Şapkayı elinden çekip parayı eline sıkıştırıp arka kapıya doğru yürümeye başladım. Bu iğrenç şapkayı takıcağımı düşünmezdim ama şapkayı kafama geçirip görevlilerin önünde durdum.

"Siparişleri getirmiştim." Dedim ve hiç zorluk çıkarmadan beni içeri soktular. Giriş katında hiçbir şey yoktu. Tüm duvarlar griydi, bina çok ruhsuzdu. Merdivenler sessizce yukarı çıktım. Bu katta stüdyolar olmalıydı, birkaç tane kapı vardı. Üstünde "Justin Bieber" yazan yarısı açık kapıya doğru ilerledim. Justin'in içeride olma ihtimaline karşı kafamdaki şapkayı çıkardım ve yere bıraktım. Kapıya doğru daha da yaklaştım. Gördüğüm kadarıyla içeride üç ya da dört kişi vardı. Justin'in sesini seçebilmiştim.

"Elimde olan bir şey değildi kız benden uzaklaştı biliyorum plan böyle değildi ama Catherine'in bir şeyler anladığından şüphelenmeye başlamıştım. Başımı daha da fazla belaya sokamam Kendall. Daha fazlasını bekliyorsanız ben yokum." Cümlenin içinde benim adım geçmişti. Beni kastedip kastetmediğini bilmiyordum ama şuan içeri giremezdim birazcık daha dinlemeliydim.

"Ne demek ben yokum Justin?
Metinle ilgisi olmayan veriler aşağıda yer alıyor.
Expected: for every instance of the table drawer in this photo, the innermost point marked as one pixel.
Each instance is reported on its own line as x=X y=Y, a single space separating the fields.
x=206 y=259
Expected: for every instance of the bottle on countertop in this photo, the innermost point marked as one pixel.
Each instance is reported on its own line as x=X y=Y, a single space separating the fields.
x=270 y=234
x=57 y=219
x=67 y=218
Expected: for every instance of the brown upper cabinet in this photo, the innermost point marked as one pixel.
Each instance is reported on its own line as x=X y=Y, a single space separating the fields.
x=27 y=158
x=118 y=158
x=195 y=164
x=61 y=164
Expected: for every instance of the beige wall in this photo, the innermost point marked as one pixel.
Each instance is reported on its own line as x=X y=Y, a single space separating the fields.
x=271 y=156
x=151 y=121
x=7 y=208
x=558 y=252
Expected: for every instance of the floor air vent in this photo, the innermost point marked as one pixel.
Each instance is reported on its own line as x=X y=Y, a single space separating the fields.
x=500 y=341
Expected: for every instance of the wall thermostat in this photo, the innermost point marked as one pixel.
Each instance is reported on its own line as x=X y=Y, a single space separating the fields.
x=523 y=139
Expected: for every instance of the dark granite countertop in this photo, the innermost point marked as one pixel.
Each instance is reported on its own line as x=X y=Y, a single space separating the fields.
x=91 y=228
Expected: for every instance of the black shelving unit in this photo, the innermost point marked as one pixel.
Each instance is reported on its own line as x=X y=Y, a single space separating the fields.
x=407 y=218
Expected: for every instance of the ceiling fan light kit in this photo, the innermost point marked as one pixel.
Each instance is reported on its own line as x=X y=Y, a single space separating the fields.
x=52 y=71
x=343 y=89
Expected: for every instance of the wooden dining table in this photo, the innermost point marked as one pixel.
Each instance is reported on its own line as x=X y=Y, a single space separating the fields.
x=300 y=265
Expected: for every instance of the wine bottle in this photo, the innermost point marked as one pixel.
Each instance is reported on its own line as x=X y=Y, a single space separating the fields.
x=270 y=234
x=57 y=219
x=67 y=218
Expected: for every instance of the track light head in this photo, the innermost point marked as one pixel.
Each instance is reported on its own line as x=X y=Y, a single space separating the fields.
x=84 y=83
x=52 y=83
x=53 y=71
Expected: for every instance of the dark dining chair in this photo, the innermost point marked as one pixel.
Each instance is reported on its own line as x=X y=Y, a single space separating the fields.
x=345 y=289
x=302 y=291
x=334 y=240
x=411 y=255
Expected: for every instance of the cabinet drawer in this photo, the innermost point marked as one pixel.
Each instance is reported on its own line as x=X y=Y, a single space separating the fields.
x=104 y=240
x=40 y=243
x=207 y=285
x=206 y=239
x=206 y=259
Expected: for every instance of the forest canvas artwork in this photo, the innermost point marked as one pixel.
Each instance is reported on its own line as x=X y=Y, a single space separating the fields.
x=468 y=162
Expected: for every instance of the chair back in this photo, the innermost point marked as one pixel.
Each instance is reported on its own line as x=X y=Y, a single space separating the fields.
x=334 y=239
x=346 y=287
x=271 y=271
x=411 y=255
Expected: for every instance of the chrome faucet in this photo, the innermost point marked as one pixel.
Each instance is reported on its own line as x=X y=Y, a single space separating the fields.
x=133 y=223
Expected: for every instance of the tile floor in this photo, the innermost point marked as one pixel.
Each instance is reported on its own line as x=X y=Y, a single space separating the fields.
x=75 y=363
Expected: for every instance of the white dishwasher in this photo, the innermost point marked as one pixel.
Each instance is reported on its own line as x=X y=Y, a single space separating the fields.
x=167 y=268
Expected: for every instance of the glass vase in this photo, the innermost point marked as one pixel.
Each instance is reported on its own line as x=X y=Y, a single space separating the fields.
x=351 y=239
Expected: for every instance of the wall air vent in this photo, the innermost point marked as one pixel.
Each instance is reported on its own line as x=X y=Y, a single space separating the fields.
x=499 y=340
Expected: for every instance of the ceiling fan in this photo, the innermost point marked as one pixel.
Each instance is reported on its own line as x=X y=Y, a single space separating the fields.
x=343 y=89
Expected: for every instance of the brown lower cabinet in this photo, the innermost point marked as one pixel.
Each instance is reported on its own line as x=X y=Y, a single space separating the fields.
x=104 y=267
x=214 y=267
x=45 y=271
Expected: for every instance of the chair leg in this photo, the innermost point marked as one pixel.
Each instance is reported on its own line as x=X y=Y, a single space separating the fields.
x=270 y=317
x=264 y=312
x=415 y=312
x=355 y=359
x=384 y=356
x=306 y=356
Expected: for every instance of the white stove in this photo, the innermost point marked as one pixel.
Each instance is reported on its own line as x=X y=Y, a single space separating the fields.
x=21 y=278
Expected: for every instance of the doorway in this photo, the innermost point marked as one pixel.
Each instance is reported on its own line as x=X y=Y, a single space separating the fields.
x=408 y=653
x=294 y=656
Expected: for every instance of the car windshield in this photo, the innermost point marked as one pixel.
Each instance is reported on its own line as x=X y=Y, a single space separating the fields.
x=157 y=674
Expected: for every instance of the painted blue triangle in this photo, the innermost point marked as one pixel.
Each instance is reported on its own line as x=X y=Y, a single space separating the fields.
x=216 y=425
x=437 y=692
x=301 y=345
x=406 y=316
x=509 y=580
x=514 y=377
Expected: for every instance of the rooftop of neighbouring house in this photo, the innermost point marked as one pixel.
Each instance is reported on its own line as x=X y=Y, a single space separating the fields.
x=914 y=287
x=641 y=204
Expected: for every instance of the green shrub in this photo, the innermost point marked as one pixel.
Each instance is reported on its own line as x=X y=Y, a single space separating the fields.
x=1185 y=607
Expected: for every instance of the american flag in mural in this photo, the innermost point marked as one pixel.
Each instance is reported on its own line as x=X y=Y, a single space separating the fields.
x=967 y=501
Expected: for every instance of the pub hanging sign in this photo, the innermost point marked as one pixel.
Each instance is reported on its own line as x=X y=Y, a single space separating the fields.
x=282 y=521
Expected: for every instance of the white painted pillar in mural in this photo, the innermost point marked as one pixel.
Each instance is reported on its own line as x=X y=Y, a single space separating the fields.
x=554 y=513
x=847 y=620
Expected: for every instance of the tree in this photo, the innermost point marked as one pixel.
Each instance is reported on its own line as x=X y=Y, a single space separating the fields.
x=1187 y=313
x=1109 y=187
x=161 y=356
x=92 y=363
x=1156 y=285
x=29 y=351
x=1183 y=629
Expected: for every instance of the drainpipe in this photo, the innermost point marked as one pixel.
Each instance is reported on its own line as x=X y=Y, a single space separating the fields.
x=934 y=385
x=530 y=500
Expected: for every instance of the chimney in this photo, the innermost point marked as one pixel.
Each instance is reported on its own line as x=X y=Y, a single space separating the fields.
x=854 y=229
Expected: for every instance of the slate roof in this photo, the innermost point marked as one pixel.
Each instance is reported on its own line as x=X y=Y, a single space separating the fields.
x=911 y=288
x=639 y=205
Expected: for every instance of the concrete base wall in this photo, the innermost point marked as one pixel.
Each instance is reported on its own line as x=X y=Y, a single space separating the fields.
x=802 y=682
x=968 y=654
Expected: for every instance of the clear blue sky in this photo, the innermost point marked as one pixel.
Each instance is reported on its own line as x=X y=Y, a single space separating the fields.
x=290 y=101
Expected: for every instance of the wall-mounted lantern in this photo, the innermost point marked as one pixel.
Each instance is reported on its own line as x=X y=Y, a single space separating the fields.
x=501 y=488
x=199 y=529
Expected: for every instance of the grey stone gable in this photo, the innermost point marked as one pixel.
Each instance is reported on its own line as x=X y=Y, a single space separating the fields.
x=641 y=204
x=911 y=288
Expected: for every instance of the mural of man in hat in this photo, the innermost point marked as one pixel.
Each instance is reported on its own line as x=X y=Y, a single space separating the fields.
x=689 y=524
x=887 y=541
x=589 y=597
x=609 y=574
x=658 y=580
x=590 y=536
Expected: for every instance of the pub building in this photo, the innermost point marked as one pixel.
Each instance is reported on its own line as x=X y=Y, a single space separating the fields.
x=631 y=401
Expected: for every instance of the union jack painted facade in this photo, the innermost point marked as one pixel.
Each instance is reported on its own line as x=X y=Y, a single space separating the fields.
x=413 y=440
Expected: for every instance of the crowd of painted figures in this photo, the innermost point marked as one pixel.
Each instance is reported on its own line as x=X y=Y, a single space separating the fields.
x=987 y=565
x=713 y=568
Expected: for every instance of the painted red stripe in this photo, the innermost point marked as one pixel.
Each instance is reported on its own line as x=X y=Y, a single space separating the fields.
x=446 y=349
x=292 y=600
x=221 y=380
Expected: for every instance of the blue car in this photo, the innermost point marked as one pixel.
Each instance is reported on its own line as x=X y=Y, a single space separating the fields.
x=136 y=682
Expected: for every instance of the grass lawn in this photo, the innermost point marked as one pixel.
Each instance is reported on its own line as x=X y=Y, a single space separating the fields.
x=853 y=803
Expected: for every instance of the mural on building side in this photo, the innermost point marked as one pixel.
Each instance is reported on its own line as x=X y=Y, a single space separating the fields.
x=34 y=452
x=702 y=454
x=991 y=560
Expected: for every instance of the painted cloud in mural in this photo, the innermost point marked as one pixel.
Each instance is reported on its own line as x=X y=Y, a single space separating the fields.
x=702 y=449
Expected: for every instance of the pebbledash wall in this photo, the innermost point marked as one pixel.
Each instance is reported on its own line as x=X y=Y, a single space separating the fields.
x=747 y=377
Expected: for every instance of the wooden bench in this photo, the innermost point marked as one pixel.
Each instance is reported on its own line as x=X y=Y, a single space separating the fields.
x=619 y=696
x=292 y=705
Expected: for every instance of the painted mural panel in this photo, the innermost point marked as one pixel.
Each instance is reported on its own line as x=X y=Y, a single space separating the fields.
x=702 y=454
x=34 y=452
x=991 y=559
Böyle mi anlaştık. Seni tehdit ediyor olmaktan nefret ediyorum ama Selena'ya yaptıklarını dünyanın duymasını istemiyorsan bizimle kalmalısın. Şuan yapman gereken şey o kızla biraz daha ilgilenip hesap numarasını ve aile ilişkilerini öğrenmen."

"Kıza pek katlanabildiğim söylenemez boşu boşuna ümitleniyor, büyük ihtimalle benim ondan hoşlandığımı falan düşünüyor. Ayrıca yeterince bilgi topladık bence. Amerika'ya izinsiz giriş yapıyormuş gibi gösterdik, babasının banka hesabında para bırakmadınız. Bence bu kızla fazla uğraştık ben daha Catherine'in size ne yaptığını bile bilmiyorum." Ellerim titremeye başlamıştı.

"O bize bir şey yapmadı Justin. Babası çok şey yaptı. Ve ikisi de bizden öyle kolay kurtulamaz."

"Kendall..." Diye mırıldandı Justin.

"Uzatma Justin ve kızı ara eminim ki saat farkından dolayı yaşadığı yerde öğle saatleri falandır." Göz yaşlarımdan dolayı hiçbir şey göremezken birden cep telefonum çalmaya başladı. İşte o an yapıcak bir şey yoktu. Tüm gözler bana dönmüştü... Ve odada tek tanıdığım ve gerçekten güvenmiş olduğum kişinin ağzından birkaç kelime döküldü.

"Catherine burada ne işin var?" Sesinde pişmanlık sezmiştim ya da bana cidden acıyordu.